Sano kemudian mengkritik adegan saat mereka mengantarkan kargo yang berbahaya melewati medan yang tidak rata, “Seharusnya, adegan ini bisa menjadi sesuatu yang mendorong ceritanya ke arah yang lebih baik, namun tidak jelas mereka mau mulai dari mana dan kemana mereka harus pergi… Hal ini sangat tidak efektif bila mereka mencoba menanamkan rasa gawat dan meningkatkan klimaksnya.”
Rangkaian kritik pedas Sano diakhiri dengan ekspresi kecewa yang menganggap sebaiknya film kedua ini tidak usah ada.
“Setidaknya, lebih sedikit adegan membosankan yang ada di film pertamanya… Seharusnya mereka memotong beberapa adegan yang terlalu panjang dari kedua filmnya, dan buat saja satu film yang berdurasi 2 jam saja… Seburuk ituluah film kedua ini.”
Berbeda dengan kebanyakan orang, Sano tidak mengkait-kaitkan kritiknya dengan perbedaan film tersebut dengan source materialnya. Jadi, kritik kali ini benar-benar mengkritik film Shingeki no Kyojin: End of the World secara objektif sebagai film dan bukan sebagai adaptasi cerita asli.
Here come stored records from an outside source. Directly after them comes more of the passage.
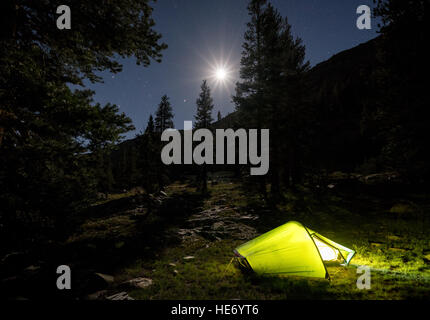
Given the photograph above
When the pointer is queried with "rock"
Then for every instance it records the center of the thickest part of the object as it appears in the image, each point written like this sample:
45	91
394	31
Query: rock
109	279
402	208
120	296
393	238
188	258
32	268
97	295
141	282
217	225
376	244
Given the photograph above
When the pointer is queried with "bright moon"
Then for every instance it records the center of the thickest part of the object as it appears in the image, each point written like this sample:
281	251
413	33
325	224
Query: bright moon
221	74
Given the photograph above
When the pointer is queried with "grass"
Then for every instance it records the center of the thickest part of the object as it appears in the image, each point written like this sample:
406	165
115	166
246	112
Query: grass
394	246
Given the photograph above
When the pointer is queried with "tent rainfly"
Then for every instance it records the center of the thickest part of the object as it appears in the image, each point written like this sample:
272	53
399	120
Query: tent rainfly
292	249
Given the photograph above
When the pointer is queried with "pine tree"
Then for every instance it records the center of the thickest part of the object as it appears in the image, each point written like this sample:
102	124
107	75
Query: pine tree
52	135
272	61
164	115
150	128
203	120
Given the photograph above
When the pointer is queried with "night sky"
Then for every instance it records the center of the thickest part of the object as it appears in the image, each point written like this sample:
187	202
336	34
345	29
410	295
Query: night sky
202	34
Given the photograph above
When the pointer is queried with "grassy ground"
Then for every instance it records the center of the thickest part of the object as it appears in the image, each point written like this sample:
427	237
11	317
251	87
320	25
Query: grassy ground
388	234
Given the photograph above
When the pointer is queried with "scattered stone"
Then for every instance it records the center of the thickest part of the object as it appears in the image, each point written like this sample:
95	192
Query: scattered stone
188	258
32	268
393	238
97	295
120	296
141	283
376	244
217	225
402	208
106	277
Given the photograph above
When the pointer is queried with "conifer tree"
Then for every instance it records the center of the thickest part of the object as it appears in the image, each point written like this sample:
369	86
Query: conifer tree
164	115
203	117
203	120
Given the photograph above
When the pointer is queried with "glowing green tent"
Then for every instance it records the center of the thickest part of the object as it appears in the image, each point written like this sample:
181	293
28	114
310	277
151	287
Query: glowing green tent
292	249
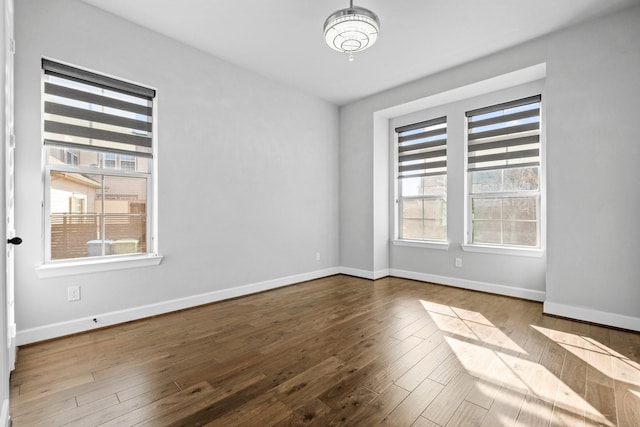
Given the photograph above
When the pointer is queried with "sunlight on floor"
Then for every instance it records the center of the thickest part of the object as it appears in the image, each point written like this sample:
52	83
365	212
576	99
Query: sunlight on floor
535	379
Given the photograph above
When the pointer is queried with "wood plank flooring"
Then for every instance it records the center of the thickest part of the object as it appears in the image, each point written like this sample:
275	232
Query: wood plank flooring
337	351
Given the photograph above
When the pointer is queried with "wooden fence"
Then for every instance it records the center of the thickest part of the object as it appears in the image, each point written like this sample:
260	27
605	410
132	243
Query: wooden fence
71	234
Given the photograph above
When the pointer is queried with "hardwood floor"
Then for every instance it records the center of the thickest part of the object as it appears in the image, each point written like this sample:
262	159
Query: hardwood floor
337	351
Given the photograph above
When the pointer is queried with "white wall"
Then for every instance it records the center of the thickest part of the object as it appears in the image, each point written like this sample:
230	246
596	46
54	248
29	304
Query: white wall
248	175
592	86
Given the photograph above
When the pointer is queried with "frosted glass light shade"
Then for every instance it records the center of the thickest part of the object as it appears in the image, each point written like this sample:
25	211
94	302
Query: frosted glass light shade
352	29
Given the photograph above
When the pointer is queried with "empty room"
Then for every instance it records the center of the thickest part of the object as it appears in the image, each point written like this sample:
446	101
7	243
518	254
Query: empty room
299	212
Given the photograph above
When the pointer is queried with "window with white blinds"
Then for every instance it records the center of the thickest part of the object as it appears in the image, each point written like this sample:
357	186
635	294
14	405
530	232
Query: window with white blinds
505	135
503	168
422	180
422	149
98	145
88	111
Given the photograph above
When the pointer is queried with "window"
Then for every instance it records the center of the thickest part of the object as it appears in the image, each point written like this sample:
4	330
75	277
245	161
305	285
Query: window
98	146
504	174
422	180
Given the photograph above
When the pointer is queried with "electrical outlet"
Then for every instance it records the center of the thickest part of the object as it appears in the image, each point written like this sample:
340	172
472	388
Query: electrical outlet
73	293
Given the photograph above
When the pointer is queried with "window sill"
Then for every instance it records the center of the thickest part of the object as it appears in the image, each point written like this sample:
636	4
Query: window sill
422	244
69	268
524	252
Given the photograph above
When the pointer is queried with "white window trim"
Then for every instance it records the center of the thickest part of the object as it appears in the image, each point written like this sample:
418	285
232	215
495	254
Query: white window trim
425	244
532	252
503	250
100	264
82	266
398	218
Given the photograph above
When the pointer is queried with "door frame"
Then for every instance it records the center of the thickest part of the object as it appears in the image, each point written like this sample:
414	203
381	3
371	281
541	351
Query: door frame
6	356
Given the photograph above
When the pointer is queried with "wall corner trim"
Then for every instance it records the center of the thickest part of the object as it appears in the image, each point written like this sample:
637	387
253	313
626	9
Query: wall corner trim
56	330
594	316
4	413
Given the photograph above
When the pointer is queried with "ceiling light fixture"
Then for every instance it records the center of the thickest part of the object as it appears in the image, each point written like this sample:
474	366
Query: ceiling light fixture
351	30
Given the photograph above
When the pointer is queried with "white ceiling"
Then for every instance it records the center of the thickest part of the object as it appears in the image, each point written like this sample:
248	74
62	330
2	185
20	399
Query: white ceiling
283	39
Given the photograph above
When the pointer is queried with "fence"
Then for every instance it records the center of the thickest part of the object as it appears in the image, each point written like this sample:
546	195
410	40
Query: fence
71	233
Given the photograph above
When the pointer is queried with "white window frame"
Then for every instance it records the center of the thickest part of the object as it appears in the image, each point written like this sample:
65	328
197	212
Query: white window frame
540	194
397	215
67	267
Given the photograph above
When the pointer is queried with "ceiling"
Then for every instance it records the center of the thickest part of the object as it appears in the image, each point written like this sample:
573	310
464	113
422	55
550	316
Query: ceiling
283	40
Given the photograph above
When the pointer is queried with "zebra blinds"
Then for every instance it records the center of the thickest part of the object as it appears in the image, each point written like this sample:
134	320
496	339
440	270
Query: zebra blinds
422	149
88	111
505	135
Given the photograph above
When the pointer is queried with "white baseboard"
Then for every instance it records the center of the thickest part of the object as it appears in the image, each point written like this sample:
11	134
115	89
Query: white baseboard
364	274
74	326
4	413
594	316
471	285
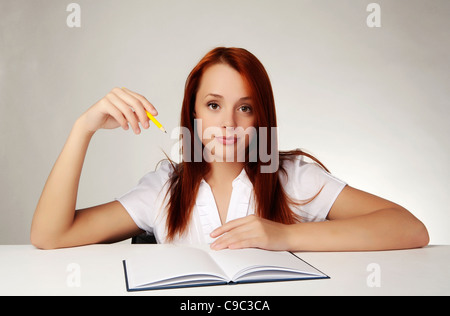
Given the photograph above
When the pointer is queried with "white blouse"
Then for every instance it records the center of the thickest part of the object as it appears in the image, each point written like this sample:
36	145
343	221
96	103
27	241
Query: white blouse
146	207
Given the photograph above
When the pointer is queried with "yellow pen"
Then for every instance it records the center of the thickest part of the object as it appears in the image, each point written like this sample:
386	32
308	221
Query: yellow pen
158	124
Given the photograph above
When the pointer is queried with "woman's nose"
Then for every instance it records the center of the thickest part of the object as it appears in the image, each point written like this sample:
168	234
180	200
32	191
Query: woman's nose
228	119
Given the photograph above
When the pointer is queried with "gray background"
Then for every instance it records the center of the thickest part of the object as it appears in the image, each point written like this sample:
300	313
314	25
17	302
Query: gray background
371	103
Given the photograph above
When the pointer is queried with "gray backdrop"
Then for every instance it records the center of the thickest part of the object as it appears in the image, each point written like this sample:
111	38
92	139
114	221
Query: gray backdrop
371	103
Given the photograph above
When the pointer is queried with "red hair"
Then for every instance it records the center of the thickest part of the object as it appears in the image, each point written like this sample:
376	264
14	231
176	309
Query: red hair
272	202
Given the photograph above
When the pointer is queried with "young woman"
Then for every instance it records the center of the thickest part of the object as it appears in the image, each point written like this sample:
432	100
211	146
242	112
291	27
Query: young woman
270	199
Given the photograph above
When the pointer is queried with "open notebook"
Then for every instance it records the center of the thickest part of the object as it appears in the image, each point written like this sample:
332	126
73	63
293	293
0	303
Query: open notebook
176	267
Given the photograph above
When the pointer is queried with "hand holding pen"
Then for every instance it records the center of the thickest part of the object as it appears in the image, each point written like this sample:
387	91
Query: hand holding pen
121	107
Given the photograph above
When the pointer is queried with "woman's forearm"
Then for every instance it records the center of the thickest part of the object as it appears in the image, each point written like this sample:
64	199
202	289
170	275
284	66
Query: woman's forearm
56	207
384	229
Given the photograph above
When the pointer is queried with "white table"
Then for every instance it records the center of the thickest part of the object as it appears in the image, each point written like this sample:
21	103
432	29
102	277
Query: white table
98	270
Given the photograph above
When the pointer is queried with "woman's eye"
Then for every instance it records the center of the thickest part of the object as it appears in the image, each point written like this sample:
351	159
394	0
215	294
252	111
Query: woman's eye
246	109
213	105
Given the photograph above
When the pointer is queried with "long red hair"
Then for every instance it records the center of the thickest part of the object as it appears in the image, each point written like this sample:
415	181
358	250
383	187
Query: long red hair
272	202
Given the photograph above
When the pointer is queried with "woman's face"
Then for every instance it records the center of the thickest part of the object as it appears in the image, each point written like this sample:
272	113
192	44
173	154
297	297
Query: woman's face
224	112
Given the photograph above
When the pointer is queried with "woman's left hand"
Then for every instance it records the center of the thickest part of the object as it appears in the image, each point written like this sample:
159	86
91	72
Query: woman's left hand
251	232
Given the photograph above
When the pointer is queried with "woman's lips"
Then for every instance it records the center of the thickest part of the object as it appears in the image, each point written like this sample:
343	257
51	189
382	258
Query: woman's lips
226	140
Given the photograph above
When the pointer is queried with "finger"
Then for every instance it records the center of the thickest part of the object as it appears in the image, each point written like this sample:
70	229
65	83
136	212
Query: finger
236	236
126	111
147	105
229	226
117	115
135	103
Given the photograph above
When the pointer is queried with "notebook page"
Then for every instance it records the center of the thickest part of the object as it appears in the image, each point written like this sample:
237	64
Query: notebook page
167	263
233	262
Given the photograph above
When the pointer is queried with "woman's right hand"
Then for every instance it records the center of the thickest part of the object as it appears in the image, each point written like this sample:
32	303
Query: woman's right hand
119	107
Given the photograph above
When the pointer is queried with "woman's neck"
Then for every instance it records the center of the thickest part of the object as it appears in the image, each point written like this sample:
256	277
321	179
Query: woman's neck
223	172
Walaupun saya sendiri cukup menikmati film pertamanya, saya setuju Shikishima memang sedikit konyol dan dipaksakan. Gerakan-gerakan mereka baik saat memakai 3D maneuver gear maupun saat berubah menjadi Titan pun berada di antara “okelah”, “repetitif”, dan “biasa”. Namun bagaimanakah film keduanya dapat mempengaruh pendapat saya atas film pertamanya? Kita tunggu saja tanggal penayangannya.